Well, the short answer is, he’s dead. I must confess, the event passed me by: but he died in 2013 aged 87 after a brief illness. ‘Brief’ is the kind of illness I’d like to die from: as in, like, maybe seven hours or less, with the minimum of pain, but cannabis on hand for assistance if necessary.

He was legendary for his ability to say very odd things in his commentaries. Speaking about one black Olympic athlete in the 1980s, he observed, “This man is opening his legs and showing his class”. The habit spawned a series of Private Eye pisstakes called Colemanballs, but what very few people know is that David actually invented the term and suggested it to the Eye.

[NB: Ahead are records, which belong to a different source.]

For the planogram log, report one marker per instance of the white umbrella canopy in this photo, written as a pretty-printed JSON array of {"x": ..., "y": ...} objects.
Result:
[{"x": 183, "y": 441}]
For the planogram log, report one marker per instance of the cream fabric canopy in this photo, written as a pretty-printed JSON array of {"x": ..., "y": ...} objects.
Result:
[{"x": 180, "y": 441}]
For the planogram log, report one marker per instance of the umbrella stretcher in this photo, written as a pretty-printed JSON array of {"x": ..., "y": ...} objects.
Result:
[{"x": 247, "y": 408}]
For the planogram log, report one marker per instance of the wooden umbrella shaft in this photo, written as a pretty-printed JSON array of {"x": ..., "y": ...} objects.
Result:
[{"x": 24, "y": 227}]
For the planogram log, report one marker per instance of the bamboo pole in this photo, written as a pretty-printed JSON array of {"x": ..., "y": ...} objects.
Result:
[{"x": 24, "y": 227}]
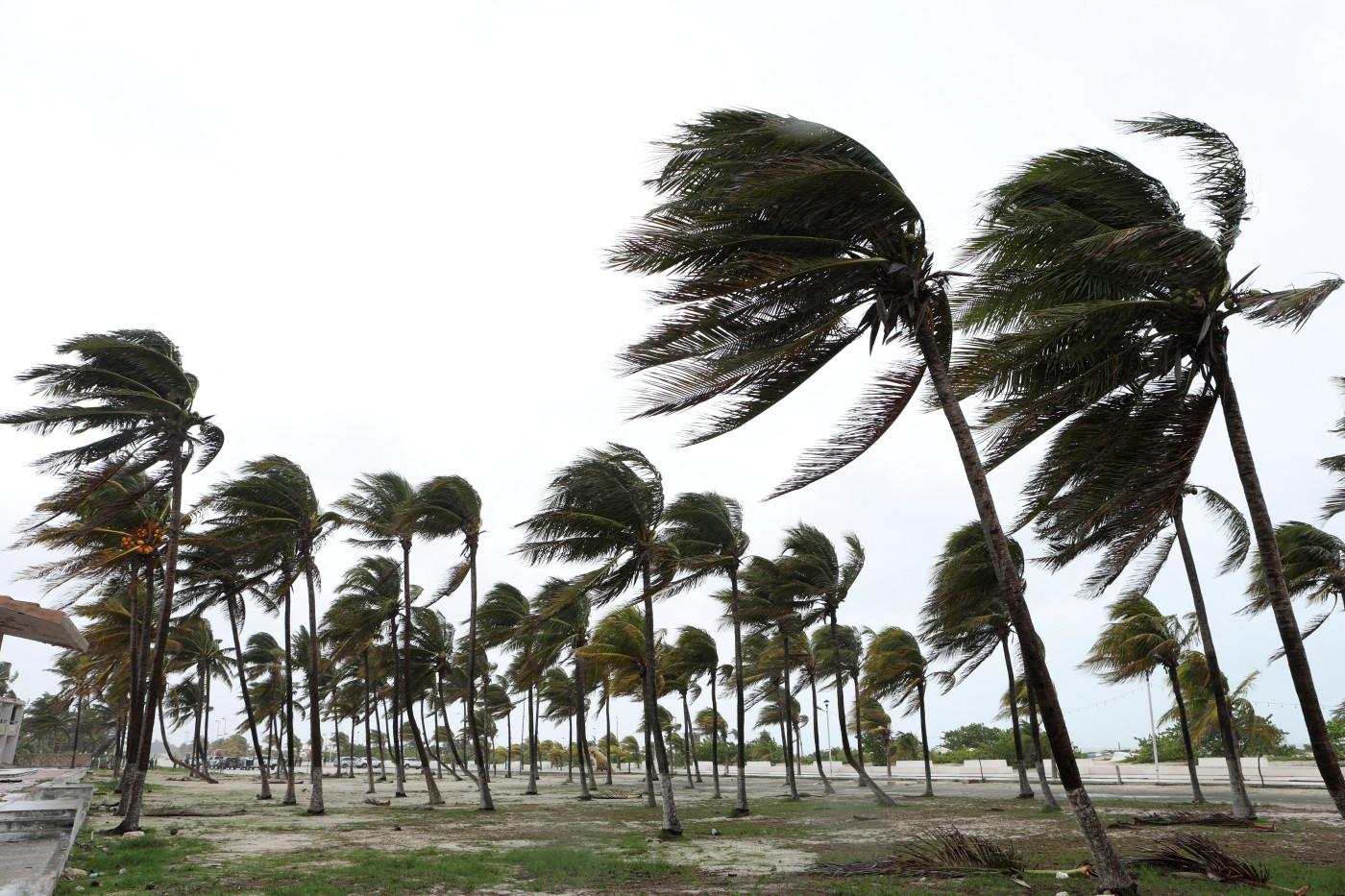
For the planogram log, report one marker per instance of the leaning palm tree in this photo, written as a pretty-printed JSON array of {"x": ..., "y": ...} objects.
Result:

Perhaps the most amazing thing about David Coleman was his near-infinite armoury of soccer facts. 4.40pm on the BBC on Saturdays was the moment he turned to the technological miracle known as the teleprinter, and began to commentate on the scores coming in. One would see the following announcement being ticker-tapped out:

Albion Rovers 2  Inverkocayleekie Wanderers 1

Without David’s colouring in, such news really would have been the art of watching paint dry. But he animated every result.

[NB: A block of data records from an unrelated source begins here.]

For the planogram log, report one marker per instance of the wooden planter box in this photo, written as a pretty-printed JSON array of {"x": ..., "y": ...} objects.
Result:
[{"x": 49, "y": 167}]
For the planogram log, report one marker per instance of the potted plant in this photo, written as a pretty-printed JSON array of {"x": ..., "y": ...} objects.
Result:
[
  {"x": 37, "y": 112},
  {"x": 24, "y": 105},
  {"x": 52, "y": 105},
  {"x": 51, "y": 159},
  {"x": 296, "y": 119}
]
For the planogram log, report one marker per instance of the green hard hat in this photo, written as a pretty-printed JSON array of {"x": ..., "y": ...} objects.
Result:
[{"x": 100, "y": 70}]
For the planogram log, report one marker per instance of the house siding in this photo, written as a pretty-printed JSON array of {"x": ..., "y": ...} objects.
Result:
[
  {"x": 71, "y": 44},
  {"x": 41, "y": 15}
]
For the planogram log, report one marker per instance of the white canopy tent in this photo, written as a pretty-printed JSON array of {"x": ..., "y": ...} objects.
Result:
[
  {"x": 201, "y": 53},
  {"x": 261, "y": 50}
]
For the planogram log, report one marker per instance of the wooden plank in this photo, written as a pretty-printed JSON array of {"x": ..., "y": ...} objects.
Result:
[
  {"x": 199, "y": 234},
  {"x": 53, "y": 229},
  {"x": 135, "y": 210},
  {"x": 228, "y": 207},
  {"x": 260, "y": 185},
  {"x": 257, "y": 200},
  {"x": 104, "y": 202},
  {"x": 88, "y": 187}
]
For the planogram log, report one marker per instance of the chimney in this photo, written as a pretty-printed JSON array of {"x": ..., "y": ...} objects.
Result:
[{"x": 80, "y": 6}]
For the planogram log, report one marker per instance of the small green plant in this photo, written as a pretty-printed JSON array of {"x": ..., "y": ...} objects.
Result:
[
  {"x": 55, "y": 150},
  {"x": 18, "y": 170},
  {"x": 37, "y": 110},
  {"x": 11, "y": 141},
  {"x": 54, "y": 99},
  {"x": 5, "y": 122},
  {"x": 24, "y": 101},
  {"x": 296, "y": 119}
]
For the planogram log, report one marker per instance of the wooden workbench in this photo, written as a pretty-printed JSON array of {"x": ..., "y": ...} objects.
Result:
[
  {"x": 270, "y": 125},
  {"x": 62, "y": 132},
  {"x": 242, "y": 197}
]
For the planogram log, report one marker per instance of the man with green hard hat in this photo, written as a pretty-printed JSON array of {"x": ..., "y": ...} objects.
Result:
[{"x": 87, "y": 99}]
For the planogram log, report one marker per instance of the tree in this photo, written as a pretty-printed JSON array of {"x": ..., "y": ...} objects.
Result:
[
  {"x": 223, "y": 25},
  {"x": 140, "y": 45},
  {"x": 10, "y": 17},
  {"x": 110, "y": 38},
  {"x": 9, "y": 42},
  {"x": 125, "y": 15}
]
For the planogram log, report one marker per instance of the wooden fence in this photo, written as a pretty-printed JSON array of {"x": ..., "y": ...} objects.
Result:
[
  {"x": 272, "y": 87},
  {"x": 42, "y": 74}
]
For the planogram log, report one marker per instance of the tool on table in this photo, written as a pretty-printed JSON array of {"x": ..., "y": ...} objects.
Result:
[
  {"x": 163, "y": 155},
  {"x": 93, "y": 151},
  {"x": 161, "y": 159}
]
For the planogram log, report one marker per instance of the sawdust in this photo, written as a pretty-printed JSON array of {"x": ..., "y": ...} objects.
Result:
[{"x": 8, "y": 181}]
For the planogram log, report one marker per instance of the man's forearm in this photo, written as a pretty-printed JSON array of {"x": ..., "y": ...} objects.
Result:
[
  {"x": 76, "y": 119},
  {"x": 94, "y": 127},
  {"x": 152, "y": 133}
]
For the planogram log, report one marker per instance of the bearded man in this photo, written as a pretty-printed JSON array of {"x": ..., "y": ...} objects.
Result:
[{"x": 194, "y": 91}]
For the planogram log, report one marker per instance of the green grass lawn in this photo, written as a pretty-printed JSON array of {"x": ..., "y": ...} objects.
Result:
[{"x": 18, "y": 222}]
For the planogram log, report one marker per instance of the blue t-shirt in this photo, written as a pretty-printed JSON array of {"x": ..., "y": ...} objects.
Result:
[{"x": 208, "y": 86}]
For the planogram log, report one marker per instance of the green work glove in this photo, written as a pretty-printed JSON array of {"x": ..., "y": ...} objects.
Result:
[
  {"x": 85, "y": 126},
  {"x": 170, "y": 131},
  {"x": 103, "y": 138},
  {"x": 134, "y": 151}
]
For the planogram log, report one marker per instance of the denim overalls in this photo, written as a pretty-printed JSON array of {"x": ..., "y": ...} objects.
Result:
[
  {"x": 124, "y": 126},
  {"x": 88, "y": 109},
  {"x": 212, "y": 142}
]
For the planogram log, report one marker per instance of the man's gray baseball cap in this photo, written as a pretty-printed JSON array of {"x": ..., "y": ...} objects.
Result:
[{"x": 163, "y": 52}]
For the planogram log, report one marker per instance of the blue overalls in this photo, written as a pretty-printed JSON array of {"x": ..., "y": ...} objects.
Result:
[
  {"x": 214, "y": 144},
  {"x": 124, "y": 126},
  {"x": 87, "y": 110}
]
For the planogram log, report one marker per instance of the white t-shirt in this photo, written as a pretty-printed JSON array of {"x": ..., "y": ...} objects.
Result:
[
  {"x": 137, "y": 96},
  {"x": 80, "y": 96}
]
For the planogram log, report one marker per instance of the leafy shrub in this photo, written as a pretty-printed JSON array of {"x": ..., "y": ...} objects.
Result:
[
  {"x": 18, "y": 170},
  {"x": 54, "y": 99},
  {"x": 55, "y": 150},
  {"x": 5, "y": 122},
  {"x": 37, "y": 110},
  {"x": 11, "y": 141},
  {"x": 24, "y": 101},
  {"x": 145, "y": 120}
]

“And yes, that’s the third time in a row Rovers have beaten Inverkocalleekie in consecutive seasons, and the winning goal there by Hamish McCarbre – his seventh since joining the club and a fine way to celebrate the birth of his second child in Dunfermline General Hospital this morning, a bouncing girl who weighed in at 8 pounds six ounces….”

I used to sit staring at the telly in 43 St Margaret’s Road Prestwich, aged eleven, and ask myself, ‘How does he know this shit? What is he, CIA?’

He only had one wife and produced six talented kids. He was a purveyor of information wonderfully devoid of spin bollocks. Imagine for a second that the teleprinter had survived into the current era, and Owen Jones was the anchor:

Borisconi Ballboys 3  Corbyn Momentum 2

“And yes, that is of course the third election in a row that the progressive Islamic LGBTQ army of antifascist Truth has been swindled out of a result by disgraceful scumbigotracist refereeing decisions eg the equaliser by Uzra Imran Khantona which was judged offside – a silly rule that nobody I know has ever been able to understand.”

Tomorrow is another day. Treasure it.